Erschienen ist Kaufmanns Buch in spanischer Sprache gegen Ende der Pandemie 2021. Am vergangenen Mittwoch stellte sie es in Buenos Aires erstmals einem größeren Publikum vor. Begleitet wurde sie von Raúl Marán, einem Orthopäden und Traumatologen, der sein spanischsprachiges Reisetagebuch ebenfalls im Wolkowicz Verlag herausgegeben hat. Der argentinische Arzt berichtet darin von seiner Arbeit für Ärzte ohne Grenzen und andere Hilfsorganisationen in den Kriegs- und Krisenregionen dieser Welt, darunter Afghanistan, die Demokratische Republik Kongo, der Libanon und der Jemen („Código Rojo - Relatos de un Cirujano de Guerra“).

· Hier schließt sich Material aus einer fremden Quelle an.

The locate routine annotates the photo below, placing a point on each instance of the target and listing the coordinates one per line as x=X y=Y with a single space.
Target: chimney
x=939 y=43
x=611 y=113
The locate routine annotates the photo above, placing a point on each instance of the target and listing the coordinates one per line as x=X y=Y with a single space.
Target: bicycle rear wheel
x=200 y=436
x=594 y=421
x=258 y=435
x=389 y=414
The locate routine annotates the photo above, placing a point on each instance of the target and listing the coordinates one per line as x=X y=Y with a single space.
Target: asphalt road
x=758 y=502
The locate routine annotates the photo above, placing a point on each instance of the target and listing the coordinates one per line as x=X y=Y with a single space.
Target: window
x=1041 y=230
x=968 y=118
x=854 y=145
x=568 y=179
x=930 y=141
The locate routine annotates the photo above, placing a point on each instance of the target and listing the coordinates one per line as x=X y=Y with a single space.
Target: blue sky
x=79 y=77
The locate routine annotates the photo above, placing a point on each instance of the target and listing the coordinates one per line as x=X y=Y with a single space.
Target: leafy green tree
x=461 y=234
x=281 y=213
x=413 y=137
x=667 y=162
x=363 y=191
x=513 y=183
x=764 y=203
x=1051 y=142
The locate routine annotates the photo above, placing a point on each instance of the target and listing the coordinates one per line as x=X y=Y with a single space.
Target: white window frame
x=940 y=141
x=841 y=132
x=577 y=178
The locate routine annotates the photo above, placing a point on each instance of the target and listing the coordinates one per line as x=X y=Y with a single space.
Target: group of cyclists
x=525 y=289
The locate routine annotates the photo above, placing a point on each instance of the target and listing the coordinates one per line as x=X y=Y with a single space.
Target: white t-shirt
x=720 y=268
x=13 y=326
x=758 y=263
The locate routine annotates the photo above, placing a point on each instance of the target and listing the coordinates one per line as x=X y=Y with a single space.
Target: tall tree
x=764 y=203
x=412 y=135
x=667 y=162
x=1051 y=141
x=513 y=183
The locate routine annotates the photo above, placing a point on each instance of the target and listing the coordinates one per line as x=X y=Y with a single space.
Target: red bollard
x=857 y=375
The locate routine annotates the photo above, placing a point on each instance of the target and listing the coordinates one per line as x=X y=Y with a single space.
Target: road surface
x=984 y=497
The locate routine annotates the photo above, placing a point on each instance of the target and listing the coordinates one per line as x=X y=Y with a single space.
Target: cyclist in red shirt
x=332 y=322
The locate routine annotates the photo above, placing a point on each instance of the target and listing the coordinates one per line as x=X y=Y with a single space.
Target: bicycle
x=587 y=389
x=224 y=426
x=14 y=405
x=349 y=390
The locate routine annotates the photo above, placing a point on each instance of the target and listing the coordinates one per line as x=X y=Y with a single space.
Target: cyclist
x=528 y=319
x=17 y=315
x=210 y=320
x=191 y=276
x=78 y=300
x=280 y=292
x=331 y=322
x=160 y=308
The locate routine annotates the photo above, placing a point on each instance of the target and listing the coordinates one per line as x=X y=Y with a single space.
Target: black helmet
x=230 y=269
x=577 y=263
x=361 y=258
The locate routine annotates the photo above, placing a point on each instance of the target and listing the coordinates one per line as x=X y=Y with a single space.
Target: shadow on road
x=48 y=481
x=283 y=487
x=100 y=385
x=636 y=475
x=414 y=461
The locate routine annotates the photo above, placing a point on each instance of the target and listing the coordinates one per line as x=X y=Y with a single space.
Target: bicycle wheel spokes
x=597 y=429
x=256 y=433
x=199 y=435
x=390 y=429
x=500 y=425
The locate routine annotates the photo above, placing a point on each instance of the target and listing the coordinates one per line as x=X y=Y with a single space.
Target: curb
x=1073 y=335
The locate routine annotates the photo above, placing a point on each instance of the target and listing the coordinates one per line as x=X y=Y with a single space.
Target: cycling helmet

„Raúl und ich, wir sind beide neugierig“, sagt Marion Kaufmann, die 1926 in Berlin geboren wurde und im Alter von elf Jahren zusammen mit ihrer Familie auf der Flucht vor den Nazis nach Buenos Aires emigrierte, bei der Buchvorstellung. “Unsere Themen sind die Reisen. Allerdings will ich - im Gegensatz zu Raúl Marán - niemandem helfen. Ich beobachte nur gerne.“
Im Alter von 30 Jahren fing Kaufmann beim Argentinischen Tageblatt an. Erst schrieb sie Filmkritiken, später Reisereportagen. Sie fuhr auf die Malwinen, um über ihren Neffen Roberto Herrscher zu recherchieren, der als Soldat auf den Malwinen gekämpft und später ein Buch darüber geschrieben hatte. Sie reiste nach Südafrika, um sich mit Nelson Mandelas Gefängniswärter über die Haftanstalt auf Robben Island zu unterhalten. Und sie besuchte die Wüste Kalahari („Klingt das Wort nicht wie Musik?“), in der sich hin und wieder ein einzigartiges Naturschauspiel ereignet: Wenige Regentropen verwandeln die scheinbar ausgedörrte Landschaft in ein Meer aus Blüten. Tatsächlich ist es diese Reise, an die sich Kaufmann am liebsten erinnert. Alle diese Erlebnisse hat sie in ihrem Buch notiert, über das der Autor Marán bewundernd sagt, es sei sehr lebendig geschrieben: „Als säße der Leser gemeinsam mit Borges in dessen Wohnzimmer.“
Tatsächlich hat Kaufmann den begeisterten Motorradfahrer und Tauchlehrer Marán vor einiger Zeit für das Argentinische Tageblatt interviewt. An dem Abend der Buchpräsentation stellen sie ihre Werke nun wechselseitig vor. „Warum bist Du nach Afghanistan gegangen?“, will Kaufmann von Marán wissen. „Warum bleibst Du nicht in Buenos Aires und gehst abends ins Kino?“ Marán antwortet freimütig: „Nach 30 Jahren als Arzt an hiesigen Krankenhäusern war mir klar, ich verbringe zu viel Zeit mit Bürokram. “ Er habe den Menschen schnell und unkompliziert helfen wollen.
Wie er mit sprachlichen und kulturellen Hürden umgegangen sei, will Kaufmann wissen. Da erinnert sich Marán an ein Erlebnis in der Demokratischen Republik Kongo: Er habe sich dort mit seinen einheimischen Patienten und Kollegen kaum verständigen können. Einmal habe eine kranke Frau bitterlich weinend auf dem Krankenhausflur gesessen. Ihr Mann hatte sie wohl verlassen. Da habe Marán sie einfach nur in den Arm genommen. „Es braucht nicht immer eine gemeinsame Sprache“, sagt Marán. “Manchmal geht es auch ohne Worte.“
Raúl Marán: „Código Rojo. Relatos de un cirujano de guerra”. Wolkowicz Editores, 3.000 Pesos.
Marion Kaufmann: „Reportera en viaje.“ Wolkowicz Editores, 2.000 Pesos.